As the U.S. complaint alleges, Apple was pressed for time as it sought to acquire the IPAD trademarks, in advance of a January 27, 2010 announcement to launch the Apple iPad. In addition, Apple was predisposed to use deception to obtain the trademarks from Proview Taiwan because it knew from prior dealings with Proview Taiwan that Proview Taiwan opposed Apple’s use of similar trademarks. To further this deception, Apple used an intermediary, Farncombe International and its Managing Director, Graham Robinson, to create an elaborate but false pretext for the purchase of Proview’s IPAD trademarks. Apple created a special purpose company named IP Application Development Limited (“IPAD Ltd.”), then concealed the fact that this company was acting as an agent of Apple. Graham Robinson further concealed Apple’s involvement by adopting a false alias, Jonathan Hargreaves, which he used when negotiating with Proview.

Shortly before the launch of Apple’s tablet device, Robinson, working on behalf of Apple, blatantly misled Proview regarding IPAD Ltd.’s business and IPAD Ltd.’s intended use of the trademark. When Robinson was asked why IPAD Ltd. wanted the IPAD trademark, he replied that it was because IPAD “is an abbreviation for the company name IP Application Development Limited.”

The amended complaint reveals that Robinson evaded direct questions from Proview as to the nature of his business by stating that “[IPAD Ltd.] is a newly formed company, and I’m sure you can understand that we are not ready to publicize what the company’s business is, since we have not yet made any public announcements”. As I said in my last message, I can assure you that the company will not compete with Proview.” As Proview Taiwan now knows, these statements by Apple’s agent were patently false.
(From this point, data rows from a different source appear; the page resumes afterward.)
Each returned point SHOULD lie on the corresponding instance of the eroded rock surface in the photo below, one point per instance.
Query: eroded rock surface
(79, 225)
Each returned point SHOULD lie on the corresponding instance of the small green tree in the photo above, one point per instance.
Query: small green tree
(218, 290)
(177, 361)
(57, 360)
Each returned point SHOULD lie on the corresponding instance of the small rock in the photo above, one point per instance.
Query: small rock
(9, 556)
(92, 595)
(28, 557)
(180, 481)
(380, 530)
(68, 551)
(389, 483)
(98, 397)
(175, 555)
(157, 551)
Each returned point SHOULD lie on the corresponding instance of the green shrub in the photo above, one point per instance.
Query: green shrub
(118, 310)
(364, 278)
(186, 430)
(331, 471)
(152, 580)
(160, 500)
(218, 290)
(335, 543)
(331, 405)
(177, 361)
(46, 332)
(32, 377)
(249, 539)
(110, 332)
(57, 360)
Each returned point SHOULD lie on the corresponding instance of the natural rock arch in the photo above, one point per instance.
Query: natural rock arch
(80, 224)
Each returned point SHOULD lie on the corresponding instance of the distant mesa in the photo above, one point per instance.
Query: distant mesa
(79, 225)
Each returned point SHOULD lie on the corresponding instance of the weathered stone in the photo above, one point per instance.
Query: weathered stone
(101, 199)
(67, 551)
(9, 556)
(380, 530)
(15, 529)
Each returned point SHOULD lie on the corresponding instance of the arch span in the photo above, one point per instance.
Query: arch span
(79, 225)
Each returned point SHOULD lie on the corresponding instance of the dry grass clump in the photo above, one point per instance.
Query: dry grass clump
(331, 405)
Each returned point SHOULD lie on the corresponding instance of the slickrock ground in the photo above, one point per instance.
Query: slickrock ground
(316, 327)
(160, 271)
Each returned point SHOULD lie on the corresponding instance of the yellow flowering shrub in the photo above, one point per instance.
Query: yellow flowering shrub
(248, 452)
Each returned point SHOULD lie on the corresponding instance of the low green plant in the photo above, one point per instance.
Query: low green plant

“While some technology companies create special purpose vehicles in order to obtain trademarks, in this case the sole function of Apple’s special purpose vehicle was intentional misrepresentation, and an effort to fraudulently induce Proview Taiwan into a sale of the IPAD trademarks,” said Cal Kenney, Spokesman of Proview Taiwan.

“Proview Taiwan had concerns about the purchaser’s intentions, and was very diligent in trying to understand the facts surrounding its interest in Proview Taiwan’s IPAD trademarks. But even careful diligence is ineffective when the counterparty is engaging in intentional fraud,” said Cal Kenney.

The relief Proview Taiwan seeks from Apple includes compensatory damages and disgorgement of Apple’s profits from the unfair competition, as well as an injunction to stop Apple’s continued use of the fraudulently-obtained trademarks.

“Apple obtained the iPad trademark by defrauding Proview Taiwan through tactics that involved explicit misrepresentations, and the use of foreign entities specifically created to perpetrate the fraud,” said Cal Kenney. “By filing the complaint in the California Superior Court, Proview Taiwan seeks the truth about who at Apple orchestrated the fraud, and the specifics of how it was implemented. Proview Taiwan believes that when the truth is exposed, the full weight of Apple’s fraudulent and nefarious behavior will be revealed and the appropriate remedies will be obtained.”